Friday, September 24, 2010

I'm trying to decipher why I have been so unmotivated to paint as of late. Is it this house and its lack of my very own studio space that depresses me? Is it that I can't get as many hours of uninterrupted work time in as I'd like? Am I suffering from artist's block? Maybe all three. I dunno. I managed to scrape a couple small drawings out this week but I'd really like to feel like jumping back into my big painting, the one I hope to make into a triptych of sorts. I look at it and I think, "Meh." Maybe it's just not the right time for me to be working on that. Maybe my subconscious is keeping me away from it for the moment because my heart's just not in it right now.

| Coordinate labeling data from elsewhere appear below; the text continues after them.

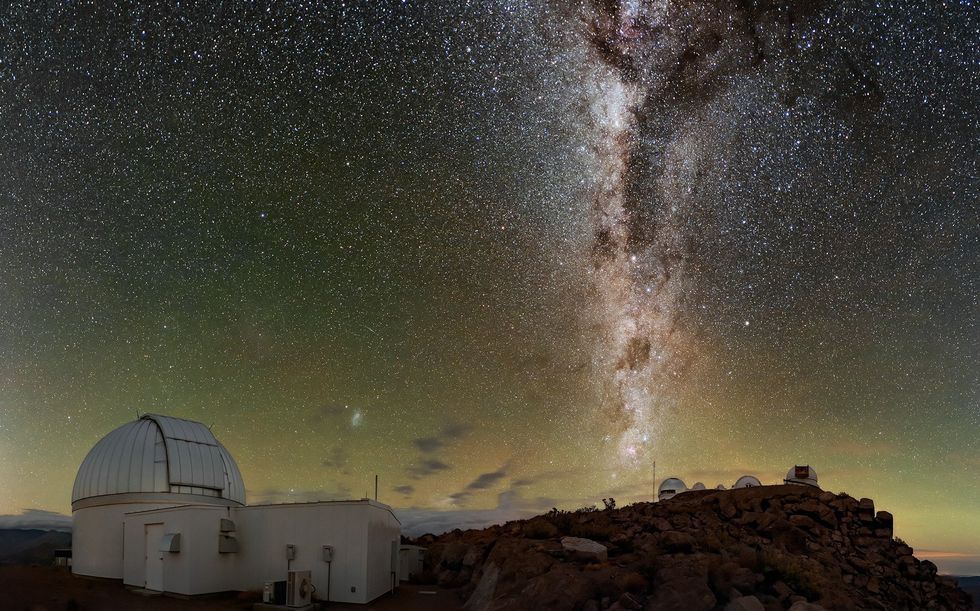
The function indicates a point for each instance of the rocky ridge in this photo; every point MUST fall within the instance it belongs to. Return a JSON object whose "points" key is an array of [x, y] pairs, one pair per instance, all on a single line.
{"points": [[769, 548]]}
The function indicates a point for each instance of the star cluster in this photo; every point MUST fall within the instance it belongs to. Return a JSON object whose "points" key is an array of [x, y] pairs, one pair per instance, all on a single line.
{"points": [[503, 253]]}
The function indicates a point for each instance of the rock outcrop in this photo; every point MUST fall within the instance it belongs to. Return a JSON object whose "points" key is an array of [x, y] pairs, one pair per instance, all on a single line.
{"points": [[769, 548]]}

I've finally started my twisted kids' book, "The Care and Feeding of Zombies". Not sure exactly how many pages I'm going to make it, but it's a fun little project. Probably will have to self-publish. It's going to be a LITTLE bit gory. I think I'm aiming for the 10-13 year old set. My tiger book (not horror) is still in limbo until I recover the text, which was misplaced when my computer was re-whatevered by my hubby last year. It's out there somewhere on the server, we just aren't sure where. And I DO have a friend's book which I need to illustrate as well. It's not for lack of projects...it's lack of momentum. I have to find my motivation this weekend somehow and get pounding out these projects.